International mediators urged Armenia and Azerbaijan on Tuesday to honour their new ceasefire agreement after recent fighting in the disputed Nagorno-Karabakh region, and to negotiate a solution to their long-standing conflict.
"Reports on the cessation of hostilities are encouraging. Our immediate efforts must now focus on stabilizing the ceasefire and preventing any new escalation," said German Foreign Minister Frank-Walter Steinmeier, who is chairing the Organization for Security and Co-operation (OSCE) this year.
A group of Russian, French and US diplomats who co-chair an OSCE mediation group set on resolving the long-standing conflict travelled to Nagorno-Karabakh on Tuesday, following consultations at OSCE headquarters in Vienna.
"The deterioration of the situation on the ground demonstrates the need for an immediate negotiation, under the auspices of the co-chairs, on a comprehensive settlement," the so-called Minsk Group said in a written statement.
Armenia and Azerbaijan agreed on Tuesday to an immediate ceasefire after a recent surge of fighting in Nagorno-Karabakh, the TASS news agency reported, citing Armenia's Defence Ministry.
"Operations along the line of contact between the Azerbaijani and Armenian forces have been suspended from noon local time [0900 GMT] on April 5 upon the agreement of the parties," the Armenian ministry was quoted as saying.
Azerbaijan's Defence Ministry confirmed to the Interfax news agency that a ceasefire deal had been reached.
The two former Soviet republics have fought for decades over the Nagorno-Karabakh region, populated primarily by Armenian Christians but recognized by the United Nations as part of predominantly Muslim Azerbaijan.
Both countries have traded blame for sudden violence that reportedly erupted on Friday night. The fighting has been the most severe since a ceasefire was agreed in 1994.
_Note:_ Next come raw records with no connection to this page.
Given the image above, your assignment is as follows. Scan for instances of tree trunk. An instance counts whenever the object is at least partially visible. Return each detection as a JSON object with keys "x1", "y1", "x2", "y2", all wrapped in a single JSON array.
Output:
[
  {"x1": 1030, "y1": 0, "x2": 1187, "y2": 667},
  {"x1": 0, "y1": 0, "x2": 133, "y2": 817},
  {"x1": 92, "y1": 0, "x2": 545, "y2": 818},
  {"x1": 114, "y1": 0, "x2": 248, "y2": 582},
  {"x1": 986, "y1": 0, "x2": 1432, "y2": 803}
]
OSCE monitors stationed in Nagorno-Karabakh have yet to confirm that the ceasefire is holding because they have not yet been able to reach the areas where fighting has taken place, according to an OSCE spokesman.
The eruption of violence has happened amid wider regional tensions.
Armenia is in a military alliance with Russia, while Azerbaijan enjoys close ties with Turkey. Relations between Russia and Turkey are currently tense as they back opposing sides in the Syrian civil war.
Russian Prime Minister Dmitry Medvedev will visit Armenia on Thursday and Azerbaijan on Friday as part of efforts to restore peace in the region, the Interfax news agency reported, citing his spokeswoman.
Armenian President Serzh Sargsyan had told OSCE representatives on Monday that the conflict has the potential to devolve into an all-out war.
Sargsyan was scheduled to visit German Chancellor Angela Merkel on Wednesday for talks expected to focus on the heightened regional tensions.
Azerbaijan's Defence Ministry said in a statement on its website Monday that 170 soldiers had died in the recent clashes.
According to Armenia's Defence Ministry, Azerbaijani troops started the fighting with an offensive involving tanks and artillery, to which Armenian forces responded by shooting down a combat helicopter and destroying several tanks and drones.
Azerbaijan denied the allegations, saying its soldiers were reacting to heavy attacks from the Armenian side.